Yes, it’s the end of an era for Microsoft’s PBX phone platform, an intricate, hardy telecommunications system that the company has relied on for over 28 years.
On Monday, July 1, Microsoft will flip the switch to “off” at its main campus in Redmond, Washington, turning the lights out on this legacy system for good.
“This has been a highly reliable solution that has held us hostage for a long time,” says Dwight Jones, a senior service engineer in Microsoft Core Services Engineering and Operations (CSEO). “We are paying more than $1 million per year to keep it running.”
This isn’t about calls Microsoft employees make to do their work—those calls have been made outside of the PBX (or Private Branch Exchange) system for years. Initially they were done on Lync Server Online and its predecessors, then Skype for Business, and more recently, on Microsoft Teams.
“We’ve had to stay on this old system all these years because we needed it for our specialty services like fire alarms, faxing, calling corporate operators and customer service, and so on,” Jones says.
It includes core switching centers, miles of wire, redundant backup systems, and, of course, thousands of actual phones (those things that used to sit on our desks and make our necks hurt when we tried to talk and type), Jones says.
When you add up the investment the company has made over 28 years, it’s well over $40 million for the wires and nodes, and more than $200 per phone purchased and installed. There were about 6,000 employees when the system was first installed, but that number had ballooned to 79,000 by the time Microsoft started switching employees to Lync in 2007.
That PBX system is no longer necessary because all normal user communications are on Microsoft Teams and because Microsoft is using third-party solutions to provide specialty services.
Fostering a culture of adaptability
Ten months ago, the CSEO team decided to get off PBX for good to get ahead of potential problems, says Scott Kovach, also a senior service engineer in CSEO.
“This is an aging technology,” he says. “There are not a lot of people out there who know how to keep these systems going. There’s an overall risk that it could break down and we would really struggle to deal with that.”
That’s not an option when you’re dealing with critical communication systems, Kovach says.
“We’re now in a position where we can start future-proofing the work that we do,” he says. “With this changeover, we have mitigated a major risk that could have been pretty disastrous if something bad had occurred.”
And the threat of losing critical institutional knowledge is very real. To cope with this, the team enlisted the expertise of a technical team that understood the intricacies of the aging system yet was proficient in current Microsoft communications technology.
“This is a full-circle moment for me,” says Victoria Mulholland, a project manager for National Communications Services, Inc. (NCS), the Microsoft partner driving the PBX decommission effort.
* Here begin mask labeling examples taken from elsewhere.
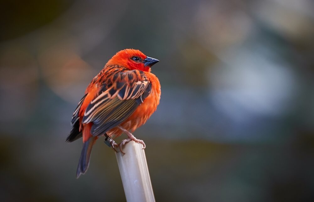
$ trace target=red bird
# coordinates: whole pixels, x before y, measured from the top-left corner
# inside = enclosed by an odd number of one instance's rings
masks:
[[[112,139],[124,132],[128,138],[120,144],[120,150],[131,140],[145,148],[144,142],[129,131],[133,132],[144,124],[159,104],[160,84],[150,73],[150,67],[159,61],[138,50],[121,50],[87,86],[73,114],[73,127],[66,140],[71,142],[83,137],[77,178],[87,169],[92,148],[100,136],[109,137],[114,149],[117,145]]]

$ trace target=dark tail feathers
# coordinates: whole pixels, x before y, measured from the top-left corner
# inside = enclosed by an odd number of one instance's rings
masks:
[[[89,157],[92,151],[92,148],[96,137],[91,137],[87,142],[83,144],[83,148],[81,153],[81,157],[78,161],[78,165],[76,171],[76,178],[78,178],[81,174],[84,174],[87,170],[89,164]]]

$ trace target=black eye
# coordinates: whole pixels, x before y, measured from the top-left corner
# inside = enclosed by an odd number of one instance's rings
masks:
[[[139,60],[139,58],[138,58],[138,57],[136,56],[133,57],[133,60],[136,62],[137,62]]]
Mulholland says she never imagined when her then-employer got the contract to help launch the PBX system at Microsoft that the direction of her career would be completely changed.
“That pretty much spearheaded my telecommunications career,” she says. It turned into an 18-year role working at Microsoft, supporting many different systems and services, and later to her role at NCS. “Now we’re decommissioning the system—it’s been an amazing journey.”
Mulholland and her colleague Dan Trimble, who has an equally long, intertwined relationship with Microsoft’s PBX system, both plan to be there when the system gets turned off next week.
It will mark a major milestone in a profession where everyone should be looking to the future, he says.
“We have external customers that we have migrated to Microsoft’s modern communications platforms, like Teams,” says Trimble, a business development manager at NCS. “For every customer that we have migrated or moved, it has positively impacted their business process and overall success through improved communication and collaboration capabilities.”
It’s time for a changing of the guard.
“As much as we love the legacy systems, they have become antiquated and challenging to support, and can’t deliver the capabilities needed today to thrive in a competitive environment,” Trimble says. “They will start breaking down over time, especially as the people who know the technology move on to other things and when we stop making investments in the technology.”
And the people?
Change is powerful, Trimble says: “We all need change to keep our brains fresh and our careers fresh, but also to create new opportunities for the companies we work for.”
For Jones and the team at Microsoft, letting go won’t be a problem; they’re excited Microsoft Teams is delivering their modern communications.
“We have a new line of business that we get to work on with the Teams product group,” he says, explaining that Microsoft will showcase its journey so that other companies look to it as they consider retiring their PBX systems. “This is a great opportunity for us.”